The Dominican press published written and verbal attempts to justify the massacre of the editors and cartoonists of the Parisian satirical weekly Charlie Hebdo, using the most absurd and childish pretexts. It was alleged that the newspaper was mocking the faith of millions of Muslims, and since the majority of them are journalists, morally obliged to defend freedom of expression, the argument is pitiful.
Some have fallen into their own trap by pointing out that, while they condemned the cold-blooded killing of the twelve French journalists, in an act of cowardly irrationality, typical of madmen and fanatics, they should not allow or accept what they have come to describe as excesses and irreverent positions against a religion.
The French weekly’s sin was to publish cartoons of the Prophet Mohammed, which Muslim law forbids believers of that faith. Just a few years ago, a Danish magazine did the same, and in the following days European embassies in many countries of the Islamic world were attacked by mobs, with a high toll of destruction and death. A novel entitled “The Satanic Verses” forced its author Salman Rushdie, an English citizen born in India, to hide for years, after the leader of the Iranian revolution invoked the Fatwa, ordering the faithful believers of Islam to kill him wherever he was found.

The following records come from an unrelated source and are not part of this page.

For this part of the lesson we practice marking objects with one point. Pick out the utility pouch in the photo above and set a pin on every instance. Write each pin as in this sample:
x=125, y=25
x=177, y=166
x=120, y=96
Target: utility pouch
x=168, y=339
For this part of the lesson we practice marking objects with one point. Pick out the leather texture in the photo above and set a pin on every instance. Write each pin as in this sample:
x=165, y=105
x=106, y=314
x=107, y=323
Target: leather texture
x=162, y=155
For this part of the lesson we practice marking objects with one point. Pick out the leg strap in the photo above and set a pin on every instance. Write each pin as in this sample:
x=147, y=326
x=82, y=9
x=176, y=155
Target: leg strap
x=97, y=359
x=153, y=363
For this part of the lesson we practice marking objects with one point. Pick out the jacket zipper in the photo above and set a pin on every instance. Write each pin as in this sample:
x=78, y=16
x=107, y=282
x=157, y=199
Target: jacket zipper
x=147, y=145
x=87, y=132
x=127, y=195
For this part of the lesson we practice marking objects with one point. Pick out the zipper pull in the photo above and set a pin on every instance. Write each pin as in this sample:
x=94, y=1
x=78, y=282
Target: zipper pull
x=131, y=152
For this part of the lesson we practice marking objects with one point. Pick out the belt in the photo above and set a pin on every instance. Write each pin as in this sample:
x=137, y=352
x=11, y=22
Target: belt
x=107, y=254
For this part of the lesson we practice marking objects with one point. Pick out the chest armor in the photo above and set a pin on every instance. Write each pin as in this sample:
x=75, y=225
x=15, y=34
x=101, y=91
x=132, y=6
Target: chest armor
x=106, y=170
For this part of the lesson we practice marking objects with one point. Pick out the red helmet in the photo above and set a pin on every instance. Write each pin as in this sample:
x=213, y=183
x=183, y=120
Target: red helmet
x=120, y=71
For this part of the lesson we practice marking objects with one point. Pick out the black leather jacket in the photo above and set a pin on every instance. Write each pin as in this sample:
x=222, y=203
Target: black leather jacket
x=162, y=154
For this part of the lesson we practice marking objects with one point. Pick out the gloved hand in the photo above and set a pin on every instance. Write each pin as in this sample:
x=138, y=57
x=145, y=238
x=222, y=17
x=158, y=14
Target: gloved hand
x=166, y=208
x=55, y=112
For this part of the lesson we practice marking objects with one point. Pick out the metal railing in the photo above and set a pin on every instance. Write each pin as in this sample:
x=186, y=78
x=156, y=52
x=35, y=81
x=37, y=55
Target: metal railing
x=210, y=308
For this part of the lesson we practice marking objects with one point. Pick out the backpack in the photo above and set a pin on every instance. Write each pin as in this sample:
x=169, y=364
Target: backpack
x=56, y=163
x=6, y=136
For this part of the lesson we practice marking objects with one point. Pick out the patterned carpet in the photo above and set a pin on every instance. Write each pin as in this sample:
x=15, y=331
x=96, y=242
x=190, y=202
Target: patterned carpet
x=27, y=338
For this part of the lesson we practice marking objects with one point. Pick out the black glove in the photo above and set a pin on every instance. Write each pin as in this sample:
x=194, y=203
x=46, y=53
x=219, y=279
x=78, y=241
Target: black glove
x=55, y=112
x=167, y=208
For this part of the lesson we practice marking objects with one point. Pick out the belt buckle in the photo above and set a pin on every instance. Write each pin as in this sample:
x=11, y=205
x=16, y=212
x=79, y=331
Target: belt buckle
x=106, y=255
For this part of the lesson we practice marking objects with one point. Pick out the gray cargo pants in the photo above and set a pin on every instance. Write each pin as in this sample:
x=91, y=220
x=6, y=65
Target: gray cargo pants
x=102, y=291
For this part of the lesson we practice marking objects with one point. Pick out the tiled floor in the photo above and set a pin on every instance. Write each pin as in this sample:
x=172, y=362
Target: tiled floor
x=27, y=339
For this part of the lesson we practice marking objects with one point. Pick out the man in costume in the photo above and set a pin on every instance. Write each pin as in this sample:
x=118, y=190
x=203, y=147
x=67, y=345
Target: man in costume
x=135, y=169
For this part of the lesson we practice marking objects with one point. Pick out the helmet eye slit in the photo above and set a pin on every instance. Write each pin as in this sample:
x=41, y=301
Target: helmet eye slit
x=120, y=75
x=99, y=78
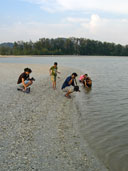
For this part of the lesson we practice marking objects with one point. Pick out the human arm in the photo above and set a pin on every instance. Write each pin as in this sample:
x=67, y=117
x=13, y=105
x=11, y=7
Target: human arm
x=24, y=83
x=50, y=71
x=71, y=82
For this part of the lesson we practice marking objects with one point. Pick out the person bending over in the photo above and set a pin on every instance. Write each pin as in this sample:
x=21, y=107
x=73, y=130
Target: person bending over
x=24, y=79
x=68, y=85
x=53, y=73
x=82, y=78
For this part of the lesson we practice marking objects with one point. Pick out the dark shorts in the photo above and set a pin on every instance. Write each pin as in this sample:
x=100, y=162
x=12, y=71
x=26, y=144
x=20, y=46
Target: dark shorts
x=89, y=85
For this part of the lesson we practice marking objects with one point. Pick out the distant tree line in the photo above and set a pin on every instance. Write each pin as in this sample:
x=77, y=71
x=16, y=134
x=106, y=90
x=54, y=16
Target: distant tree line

The massacre of the Charlie Hebdo journalists was not justified and only demonstrates the Muslim determination to impose its faith and customs on the Western world, with its enormous burden of intolerance and blind worship, ignoring the fact that the five million Islamists living in France and the more than thirty million welcomed in the rest of Europe reveal the respect of these nations for Islam. Religious fanaticism has no place in a world of respect for human freedoms.